Folwell: Absolutely. Every minute.

Woods: Yeah. I mean, making payroll, whatever it is, right? A lawsuit. So I think one of the things that we were fortunate to have was this depth of experience in managing chaos, managing crises where cooler heads were able to prevail. We were able to move deliberately into this environment and make smart tactical decisions. Part of that was, adjusting our full year plan, which we came into 2020 thinking we were going to do all these amazing things and of course by March that plan’s out the window. So now we have to completely readjust that plan.

Part of that was embracing the brutal reality of the situation. So again, not just closing our eyes and hoping that things weren’t going to be that bad, but saying, “Okay, if this is as bad as they say, here are all the second and third order impacts of that to where we think we’re going this year.” And so then here are all the contingencies that we have to develop. And then just as those assumptions start playing out, some proved to be true, some proved to be false. You have to continue to adjust that plan.

One of the things that we did was we believed early that we were going to be able to pivot into this fight against COVID and begin generating impact in helping these communities with it.

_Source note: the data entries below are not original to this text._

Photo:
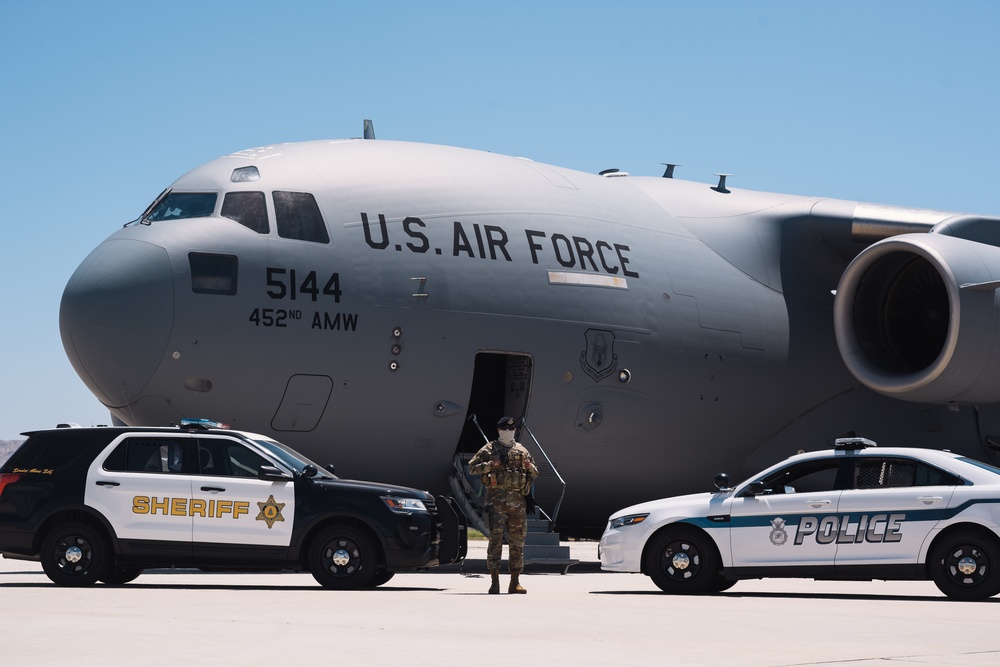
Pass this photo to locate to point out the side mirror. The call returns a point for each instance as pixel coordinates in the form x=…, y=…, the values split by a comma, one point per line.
x=722, y=482
x=271, y=474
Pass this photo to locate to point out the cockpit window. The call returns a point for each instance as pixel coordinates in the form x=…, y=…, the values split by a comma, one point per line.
x=212, y=273
x=179, y=205
x=248, y=209
x=298, y=217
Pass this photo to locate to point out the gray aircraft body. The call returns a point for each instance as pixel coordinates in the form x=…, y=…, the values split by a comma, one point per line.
x=361, y=299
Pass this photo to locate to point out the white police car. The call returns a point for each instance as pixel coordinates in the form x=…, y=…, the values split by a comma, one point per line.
x=856, y=512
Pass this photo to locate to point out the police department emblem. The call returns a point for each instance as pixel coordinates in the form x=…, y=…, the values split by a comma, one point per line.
x=270, y=511
x=778, y=534
x=599, y=359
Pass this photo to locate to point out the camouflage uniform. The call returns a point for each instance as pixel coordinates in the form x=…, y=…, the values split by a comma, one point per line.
x=506, y=487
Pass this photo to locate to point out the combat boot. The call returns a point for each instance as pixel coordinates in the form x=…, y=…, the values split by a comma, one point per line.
x=495, y=582
x=515, y=586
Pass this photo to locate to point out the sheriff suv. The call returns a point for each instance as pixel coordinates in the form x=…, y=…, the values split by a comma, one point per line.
x=102, y=504
x=855, y=512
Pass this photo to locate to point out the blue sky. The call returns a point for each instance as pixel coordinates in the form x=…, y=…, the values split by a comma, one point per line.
x=103, y=104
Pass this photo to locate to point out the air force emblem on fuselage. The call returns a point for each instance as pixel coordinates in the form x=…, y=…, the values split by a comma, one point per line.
x=599, y=359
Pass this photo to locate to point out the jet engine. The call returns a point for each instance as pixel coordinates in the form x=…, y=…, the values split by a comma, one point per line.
x=916, y=318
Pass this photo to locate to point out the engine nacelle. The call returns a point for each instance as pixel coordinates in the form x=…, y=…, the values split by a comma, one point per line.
x=916, y=318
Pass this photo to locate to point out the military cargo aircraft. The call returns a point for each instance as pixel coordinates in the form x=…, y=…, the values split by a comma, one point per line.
x=363, y=300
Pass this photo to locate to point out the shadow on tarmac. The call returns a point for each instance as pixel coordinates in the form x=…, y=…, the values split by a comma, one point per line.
x=803, y=596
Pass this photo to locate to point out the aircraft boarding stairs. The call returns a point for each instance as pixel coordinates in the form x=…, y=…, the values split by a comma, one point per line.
x=541, y=545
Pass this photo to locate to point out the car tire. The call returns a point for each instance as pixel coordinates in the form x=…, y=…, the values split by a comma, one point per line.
x=117, y=576
x=343, y=557
x=682, y=560
x=965, y=565
x=75, y=554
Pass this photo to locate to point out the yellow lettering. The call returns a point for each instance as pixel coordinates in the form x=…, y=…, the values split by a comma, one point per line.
x=198, y=507
x=162, y=505
x=178, y=506
x=223, y=507
x=140, y=505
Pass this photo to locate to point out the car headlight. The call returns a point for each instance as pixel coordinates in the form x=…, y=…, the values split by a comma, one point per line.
x=404, y=505
x=628, y=520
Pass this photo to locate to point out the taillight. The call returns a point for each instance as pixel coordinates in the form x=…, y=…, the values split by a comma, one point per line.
x=7, y=478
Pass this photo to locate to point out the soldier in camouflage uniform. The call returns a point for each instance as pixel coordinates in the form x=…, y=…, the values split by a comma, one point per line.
x=507, y=471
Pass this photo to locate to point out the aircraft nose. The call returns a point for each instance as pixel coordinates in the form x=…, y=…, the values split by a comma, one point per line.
x=116, y=317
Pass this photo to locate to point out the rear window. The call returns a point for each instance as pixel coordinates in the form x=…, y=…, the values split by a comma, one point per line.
x=48, y=453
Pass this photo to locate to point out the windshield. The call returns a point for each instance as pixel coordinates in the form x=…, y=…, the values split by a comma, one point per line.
x=292, y=458
x=179, y=205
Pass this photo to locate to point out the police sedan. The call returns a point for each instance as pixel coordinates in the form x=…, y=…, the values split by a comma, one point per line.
x=855, y=512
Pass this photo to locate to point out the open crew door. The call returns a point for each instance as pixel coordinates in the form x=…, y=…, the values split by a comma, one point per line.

We knew that we were going to be able to convince some of our long term strategic partners to fund that effort. Both those assumptions proved true, which meant that we had to execute against a pretty aggressive hiring plan. We’ve never hired people in a pandemic before. We have a very office centric culture, and some companies had this luxury where they had always been remote. I’m looking at David chuckle right now.

Folwell: We’re on the other side of that from day one, remote. We were ready to go.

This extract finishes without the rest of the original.